Putting Puzzles Together When the Pieces Don’t Fit: Data Integration

Authors:
Chris Curlis, U.S. Bureau of Reclamation
Jeff Milliken, U.S. Bureau of Reclamation
Barbara Simpson, U.S. Bureau of Reclamation
David T. Hansen, U.S. Bureau of Reclamation
______________________________________________________________________________________________________________

Abstract: The U.S. Bureau of Reclamation and the U.S. Fish and Wildlife Service are developing a land cover database to detect change in the Central Valley of California.  The main objective is to identify and monitor change in habitats. An initial base line layer was created using 1993 data  This paper will detail the challenges of integrating data from six pre-existing sources.  The project also integrates some of the unique capabilities of Arc/Info, ArcView, ERDAS Imagine and IPW software to produce a seamless base layer which can be joined with similar change detection programs being undertaken by other agencies for California.
______________________________________________________________________________________________________________

I. Introduction
The Central Valley of California is a critical tract of land that impacts the economy of the United States and much of the world.  The predominance of agriculture in the Central Valley and the redistribution of water within it to a state population of over 30 million has made it a landscape of constant change.  While the Central Valley is important to the economy and well being of people, it is also a critical habitat to countless plant and animal species.  Despite all the aforementioned change there have been few coordinated widespread efforts to monitor the nature and extent of change and how it affects wildlife habitats.

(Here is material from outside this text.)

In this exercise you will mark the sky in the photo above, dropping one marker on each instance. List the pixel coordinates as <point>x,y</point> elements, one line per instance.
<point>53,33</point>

The U.S. Bureau of Reclamation (USBR) and the U.S. Fish and Wildlife Service (USFWS) in cooperation with other interested parties are developing data and processes to monitor habitat change on a regular basis to develop a land cover database to detect change in the Central Valley.  This project is known as the Central Valley Habitat Monitoring (CVHM) program.  The baseline year of 1993 was chosen due to the availability of  land use / land cover data coupled with requirements associated with water contract renewals. The data for the study area came from six pre-existing sources with varying characteristics and extents.  This paper will detail the challenges of integrating data to produce a seamless base layer which can be joined with similar change monitoring programs already being undertaken by other state and federal agencies for the areas of California surrounding the Central Valley.

II. Project Area
The CVHM project area comprises approximately 31 million acres including the entire Central Valley of California and surrounding lands. (figure1)  The boundary was determined from USBR federal irrigation districts and USFWS areas of interest.

Figure1. CVHM Project Boundary

III. Data
The data sets used to develop an approximate representation of the 1993 base layer map include:
Ducks Unlimited / California Department of Fish and Game (DU/CDF&G)  This widely used data set was developed from multi-date 1993 Landsat TM imagery. It is generally based on 2 1/2 acre minimum mapping unit polygons which were derived from various original source data as well as an unsupervised pixel classification of the TM data.
California Department of Water Resources Land Use  (DWRLU)  The DWRLU database is on a county basis. Counties are not mapped on an annual basis. Where available data was utilized for the years 1989-1995, though the majority of counties used were within ± 2 years of the 1993 base year.
California Department of Conservation Farmland Mapping data (FMMP)  This database represents ground conditions for 1994 and also does not cover the entire study area.  This database primarily identifies agricultural and urban areas.
California Department of Forestry Hardwoods Mapping (HDWD)  This database was developed in the early 1990's and covers only a portion of the study area along the edges of the Central Valley floor.
Gap Analysis (GAP)  This database has data for virtually the entire project area though it does represent ground conditions that are pre 1993.  It uses the Wildlife Habitat Relationships (WHR) classification system.
U.S.Geological Survey National Land Cover Database (NLCD)  This large region based land cover classification is derived from early 1990's TM imagery and several ancillary data sets.
U.S. Forest Service Vegetation Mapping (USFS)  This database has 2 ½ acre mmu polygons which are labeled in the CALVEG vegetation classification.  The polygons are derived from Landsat TM data using some of the same techniques described in this paper.
The first six data sets above were integrated and compared to develop the 1993 CVHM base map, however in portions of the study where the USFS database existed for the proper time frame it was crosswalked and incorporated directly into the CVHM base map.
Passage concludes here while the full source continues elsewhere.